An example of reproducibility checking when data is restricted-access
Published:
I wanted to highlight a recently (2020-04-30) published article in the AEJ:Economic Policy as an example of reproducibility checking when data is restricted-access.
Leung, Pauline, and Christopher O’Leary. 2020. “Unemployment Insurance and Means-Tested Program Interactions: Evidence from Administrative Data.” American Economic Journal: Economic Policy, 12 (2): 159-92. https://doi.org/10.1257/pol.20170262
This manuscript was part of our earliest reproducibility checks - it was assigned to us in early April 2019. But with one caveat that I’ll hold till the end, it is an excellent example of a well-documented, and as it turns out, reproducible article. Even if the data is confidential and restricted-access!
The data underlying the analysis is administrative data from various state agencies in Michigan, and it would have been difficult and time-consuming for us replicators to request access.
We reached out to the authors and asked whether they would be able to add a 3rd-party to their research protocol - either a member of our team or somebody at their institution (@Upjohninstitute) who was not involved in the original research.
The authors connected us with a research associate at their institution who had legal access to the data. The procedure happened, as much as possible, at arms-length: the 3rd-party replicator followed only written instructions that are publicly available, as per our protocol.
In fact, all information and code came from the researchers’ replication archive at openICPSR, which is now available at https://doi.org/10.3886/E109704V1. However, the replicator had access prior to publication of the archive, and what you see now is not what they had access to.
That’s because the replicator identified and suggested multiple (small, but meaningful) edits to README and programs, to make the replication easier for subsequent replicators.
They also identified (minor) various numerical discrepancies, typically at the 3rd decimal place, that we tracked down to differences in the versions of the Stata package rdrobust
. After discussions with rdrobust
authors and manuscript authors, the replication package now contains the exact version of rdrobust
used for the analysis.
Overall, the report received from the 3rd party replicator was useful confirmation that the code that anybody can see would work well on the data that few people can see, and materially improved the replication package.

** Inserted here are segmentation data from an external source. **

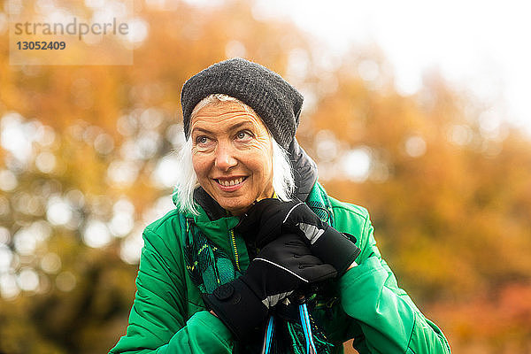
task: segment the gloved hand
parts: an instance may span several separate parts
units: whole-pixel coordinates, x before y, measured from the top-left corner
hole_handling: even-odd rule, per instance
[[[335,277],[335,269],[313,256],[296,234],[266,245],[241,277],[221,285],[205,304],[243,340],[267,317],[269,309],[304,284]]]
[[[359,255],[360,250],[342,233],[330,227],[303,202],[262,199],[242,218],[236,230],[244,237],[256,237],[258,247],[286,232],[303,236],[312,252],[342,275]],[[352,236],[353,237],[353,236]]]

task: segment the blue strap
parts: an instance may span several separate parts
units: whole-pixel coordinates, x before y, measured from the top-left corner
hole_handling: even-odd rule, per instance
[[[299,313],[301,315],[301,324],[304,330],[304,336],[306,337],[306,353],[307,354],[317,354],[315,344],[313,343],[313,338],[312,338],[312,327],[310,325],[310,316],[308,315],[308,308],[306,304],[299,305]]]
[[[273,341],[273,332],[274,330],[274,321],[273,316],[269,316],[269,322],[267,322],[267,330],[266,331],[266,341],[264,343],[264,349],[262,350],[263,354],[269,354],[271,350],[271,342]]]

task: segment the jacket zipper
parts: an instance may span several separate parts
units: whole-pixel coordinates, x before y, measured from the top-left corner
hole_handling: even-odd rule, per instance
[[[230,241],[232,242],[233,250],[235,253],[235,261],[236,263],[236,269],[238,270],[238,272],[242,272],[242,270],[240,269],[240,257],[238,256],[238,249],[236,248],[236,237],[235,236],[235,230],[231,228],[229,230],[229,234],[230,234]]]

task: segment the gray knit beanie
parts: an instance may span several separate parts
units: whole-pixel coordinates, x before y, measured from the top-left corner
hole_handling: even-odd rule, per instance
[[[251,107],[284,149],[295,137],[303,96],[278,73],[235,58],[207,67],[184,83],[181,104],[187,139],[194,107],[211,94],[226,94]]]

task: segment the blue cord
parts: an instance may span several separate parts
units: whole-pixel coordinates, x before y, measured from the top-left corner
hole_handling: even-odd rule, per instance
[[[306,337],[306,353],[316,354],[317,350],[315,349],[315,344],[313,344],[313,338],[312,338],[312,327],[310,325],[310,316],[308,315],[306,304],[299,305],[299,313],[301,315],[303,329],[304,330],[304,336]]]
[[[273,316],[269,316],[269,322],[267,323],[267,334],[266,335],[266,349],[264,350],[264,354],[269,354],[269,350],[271,350],[271,341],[273,339],[273,329],[274,321],[273,320]]]

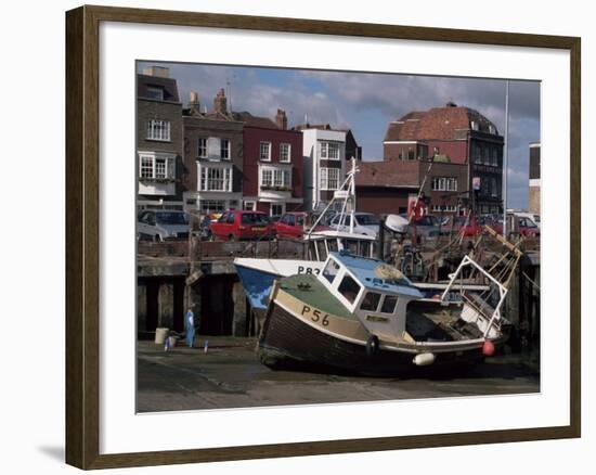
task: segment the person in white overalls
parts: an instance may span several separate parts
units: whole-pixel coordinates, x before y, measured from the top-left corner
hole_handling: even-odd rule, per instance
[[[186,346],[189,348],[192,348],[195,341],[195,314],[191,309],[189,309],[189,311],[186,312],[184,326],[186,330]]]

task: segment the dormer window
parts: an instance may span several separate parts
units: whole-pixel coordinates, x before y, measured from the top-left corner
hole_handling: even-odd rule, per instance
[[[164,100],[164,88],[159,86],[147,86],[146,95],[148,99],[155,99],[156,101]]]

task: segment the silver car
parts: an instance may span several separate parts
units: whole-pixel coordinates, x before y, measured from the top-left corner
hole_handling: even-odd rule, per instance
[[[171,209],[146,209],[139,214],[137,236],[139,240],[163,242],[189,238],[189,216]]]

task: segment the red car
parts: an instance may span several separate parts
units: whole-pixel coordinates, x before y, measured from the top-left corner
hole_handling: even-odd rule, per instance
[[[209,231],[212,239],[236,241],[269,236],[273,227],[262,211],[230,209],[209,224]]]
[[[308,213],[286,213],[275,223],[275,232],[277,233],[277,238],[301,239],[310,224]],[[316,231],[323,231],[331,228],[326,226],[318,226],[315,229]]]

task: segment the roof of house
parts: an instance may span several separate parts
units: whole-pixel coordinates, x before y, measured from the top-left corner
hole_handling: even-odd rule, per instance
[[[148,93],[150,87],[159,88],[164,91],[164,101],[180,102],[178,85],[176,79],[169,77],[137,75],[137,97],[139,99],[153,99]]]
[[[413,111],[390,121],[385,141],[455,140],[458,138],[457,131],[472,128],[472,121],[477,124],[478,131],[491,133],[492,129],[497,133],[494,124],[478,111],[450,102],[444,107]]]
[[[268,117],[259,117],[250,114],[247,111],[233,112],[231,116],[234,120],[241,120],[248,127],[260,127],[262,129],[278,129],[277,124]]]
[[[418,162],[360,162],[357,187],[418,188]]]

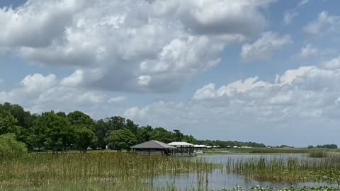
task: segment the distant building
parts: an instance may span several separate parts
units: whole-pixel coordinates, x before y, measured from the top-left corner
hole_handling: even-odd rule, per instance
[[[176,149],[173,151],[174,156],[195,156],[195,147],[193,144],[187,142],[172,142],[169,145],[173,146]]]
[[[207,149],[207,146],[204,144],[196,144],[193,146],[196,154],[201,154],[204,152],[204,150]]]
[[[159,141],[149,141],[130,147],[137,154],[141,155],[169,155],[176,147]]]

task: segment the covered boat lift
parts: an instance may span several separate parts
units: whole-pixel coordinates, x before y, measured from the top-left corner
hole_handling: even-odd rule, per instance
[[[130,147],[140,155],[169,155],[176,148],[159,141],[149,141]]]
[[[168,144],[174,146],[176,149],[173,150],[172,156],[195,156],[195,147],[193,144],[187,142],[171,142]]]

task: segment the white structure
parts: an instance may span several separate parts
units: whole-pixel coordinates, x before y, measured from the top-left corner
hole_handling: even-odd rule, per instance
[[[204,149],[207,149],[207,146],[204,144],[196,144],[193,146],[195,148],[195,151],[196,154],[203,154],[204,152]]]
[[[173,156],[194,156],[194,145],[187,142],[172,142],[168,144],[176,148]]]

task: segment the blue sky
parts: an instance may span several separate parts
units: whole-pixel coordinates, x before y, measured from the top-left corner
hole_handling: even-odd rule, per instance
[[[199,139],[340,144],[338,1],[0,6],[0,102]]]

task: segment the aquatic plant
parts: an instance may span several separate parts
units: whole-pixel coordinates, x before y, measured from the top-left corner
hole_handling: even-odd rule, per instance
[[[128,153],[32,153],[0,158],[0,190],[152,190],[162,173],[209,172],[203,158]]]

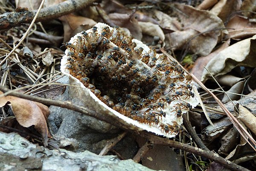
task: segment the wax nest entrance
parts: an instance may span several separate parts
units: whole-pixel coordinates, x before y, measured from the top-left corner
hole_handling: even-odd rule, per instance
[[[191,77],[177,62],[119,30],[99,23],[77,34],[66,44],[61,71],[124,122],[175,136],[183,113],[198,103]]]

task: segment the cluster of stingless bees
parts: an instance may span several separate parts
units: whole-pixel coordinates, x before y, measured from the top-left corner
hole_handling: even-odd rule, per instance
[[[195,97],[191,77],[176,62],[119,29],[94,26],[78,35],[65,44],[66,68],[108,107],[166,133],[177,133],[175,121],[163,121],[192,109],[186,100]]]

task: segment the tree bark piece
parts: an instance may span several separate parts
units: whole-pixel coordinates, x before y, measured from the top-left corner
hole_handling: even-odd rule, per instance
[[[16,133],[0,132],[0,170],[153,171],[131,159],[100,156],[88,151],[76,153],[49,150],[29,142]]]
[[[62,15],[84,8],[96,0],[68,0],[58,4],[43,8],[36,22],[49,21]],[[32,11],[23,10],[6,12],[0,15],[0,30],[7,29],[30,23],[37,9]]]

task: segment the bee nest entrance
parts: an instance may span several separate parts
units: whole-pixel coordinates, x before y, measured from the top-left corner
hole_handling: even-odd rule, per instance
[[[77,34],[66,45],[61,71],[124,122],[174,136],[182,114],[198,103],[191,78],[176,62],[118,29],[99,23]]]

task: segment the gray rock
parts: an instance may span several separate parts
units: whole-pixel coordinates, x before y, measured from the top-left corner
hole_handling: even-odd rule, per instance
[[[33,144],[16,133],[0,132],[0,170],[152,171],[131,159],[98,156],[88,151],[76,153],[49,150]]]

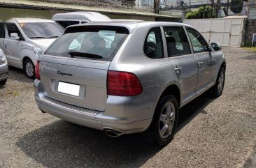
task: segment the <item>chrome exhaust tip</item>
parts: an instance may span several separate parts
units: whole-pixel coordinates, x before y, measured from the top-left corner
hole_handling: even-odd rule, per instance
[[[118,131],[113,130],[105,130],[105,133],[107,136],[111,137],[118,137],[124,134],[124,133],[122,133]]]

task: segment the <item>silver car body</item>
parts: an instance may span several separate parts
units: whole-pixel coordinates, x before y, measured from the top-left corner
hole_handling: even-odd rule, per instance
[[[0,54],[1,53],[3,53],[3,52],[0,49]],[[8,67],[7,61],[3,64],[0,63],[0,82],[7,80],[8,73]]]
[[[163,27],[192,29],[190,25],[115,22],[83,26],[125,27],[129,34],[112,61],[44,55],[40,59],[41,80],[34,82],[36,102],[42,111],[82,125],[125,134],[143,132],[150,125],[160,96],[171,86],[179,93],[177,99],[181,107],[215,84],[225,61],[221,51],[194,54],[190,43],[191,54],[168,57]],[[150,59],[143,52],[145,37],[154,27],[162,31],[163,59]],[[176,69],[178,66],[182,69]],[[143,93],[136,96],[108,96],[108,70],[136,75]],[[79,96],[58,92],[59,82],[79,85]]]
[[[21,25],[26,23],[44,22],[54,23],[55,22],[38,18],[13,18],[6,22],[6,24],[15,24],[23,38],[22,40],[12,39],[6,26],[5,27],[5,38],[0,38],[0,48],[6,54],[9,66],[23,68],[24,60],[27,57],[29,58],[35,65],[36,60],[38,59],[37,51],[45,50],[57,39],[57,38],[31,39],[21,28]],[[41,27],[41,31],[44,31],[44,29]]]

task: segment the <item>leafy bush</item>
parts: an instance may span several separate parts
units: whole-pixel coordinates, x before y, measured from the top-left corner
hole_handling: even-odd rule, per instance
[[[211,7],[206,6],[204,10],[204,18],[216,17],[216,11],[213,10],[213,15],[211,16]],[[189,12],[186,14],[186,19],[203,19],[204,17],[204,6],[201,6],[198,9]]]

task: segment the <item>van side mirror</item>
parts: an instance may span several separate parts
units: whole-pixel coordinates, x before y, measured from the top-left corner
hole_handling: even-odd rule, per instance
[[[20,40],[20,38],[19,37],[19,36],[17,35],[17,33],[10,33],[10,39],[11,40]]]
[[[211,49],[213,52],[215,51],[220,51],[221,50],[221,45],[217,43],[211,43]]]

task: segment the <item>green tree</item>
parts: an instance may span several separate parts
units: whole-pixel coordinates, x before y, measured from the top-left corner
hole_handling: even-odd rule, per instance
[[[243,9],[242,0],[232,0],[230,10],[235,14],[241,13]]]
[[[206,6],[204,9],[204,6],[199,7],[198,9],[189,12],[186,14],[186,19],[203,19],[204,13],[204,18],[216,17],[216,11],[212,10],[210,6]],[[213,13],[213,15],[211,14]]]

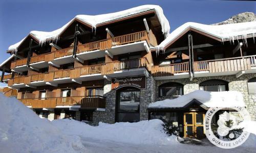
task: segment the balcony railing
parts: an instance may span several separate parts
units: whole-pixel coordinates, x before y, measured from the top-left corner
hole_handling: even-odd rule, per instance
[[[79,45],[77,47],[76,53],[97,49],[105,50],[111,48],[113,46],[143,40],[146,41],[148,43],[149,42],[149,38],[146,31],[137,32]],[[41,61],[49,62],[53,60],[55,58],[72,55],[73,48],[73,47],[70,47],[51,53],[32,56],[30,58],[30,63]],[[25,58],[12,62],[11,64],[11,68],[14,69],[16,66],[26,65],[27,64],[27,58]]]
[[[5,87],[0,89],[0,92],[4,93],[5,95],[7,97],[11,96],[16,96],[17,94],[17,90]]]
[[[28,59],[27,58],[23,59],[16,60],[16,61],[12,62],[11,63],[11,68],[13,69],[16,66],[22,66],[27,64]]]
[[[105,108],[105,98],[101,96],[73,96],[46,98],[19,99],[32,108],[54,108],[56,106],[80,105],[81,108]]]
[[[79,53],[97,49],[105,50],[111,48],[113,46],[143,40],[146,40],[147,42],[149,41],[147,33],[145,31],[81,44],[77,46],[76,53]]]
[[[114,71],[124,69],[145,67],[150,68],[149,62],[146,58],[127,60],[114,61],[102,64],[84,66],[72,69],[60,70],[45,73],[35,74],[27,76],[14,78],[8,83],[8,85],[13,84],[24,83],[29,84],[32,82],[52,81],[54,79],[65,78],[78,78],[81,75],[93,74],[106,74],[114,73]]]
[[[152,66],[151,72],[154,76],[173,75],[175,73],[187,72],[189,71],[188,62]]]
[[[194,62],[194,71],[221,72],[245,70],[256,66],[256,56],[245,56]]]

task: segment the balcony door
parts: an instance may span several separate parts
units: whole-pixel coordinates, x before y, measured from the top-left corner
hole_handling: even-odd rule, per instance
[[[203,122],[204,113],[188,112],[184,113],[184,136],[185,137],[204,137]]]
[[[136,88],[121,88],[117,91],[117,96],[116,121],[139,121],[140,91]]]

Take-away message: While we cannot do reproducibility checks on restricted-access data in a timely fashion for all papers that use restricted-access data, there are still many opportunities to do so, and we will always attempt to do so.
In fact, since that paper was reproduced, we have been able to make similar attempts at reproduction for about a dozen other papers, for which we reached out to various individuals or institutions. We have also signed NDA or DUA for various datasets, to obtain copies ourselves. Not all attempts succeed, but expect to see more such verifications in the future.
Caveat I alluded to: We were still refining our various checks and guidance documents. While the authors did an excellent job citing various data sources (in the online appendix), we did not ask them to add a data citation for the core confidential data. That would be different today.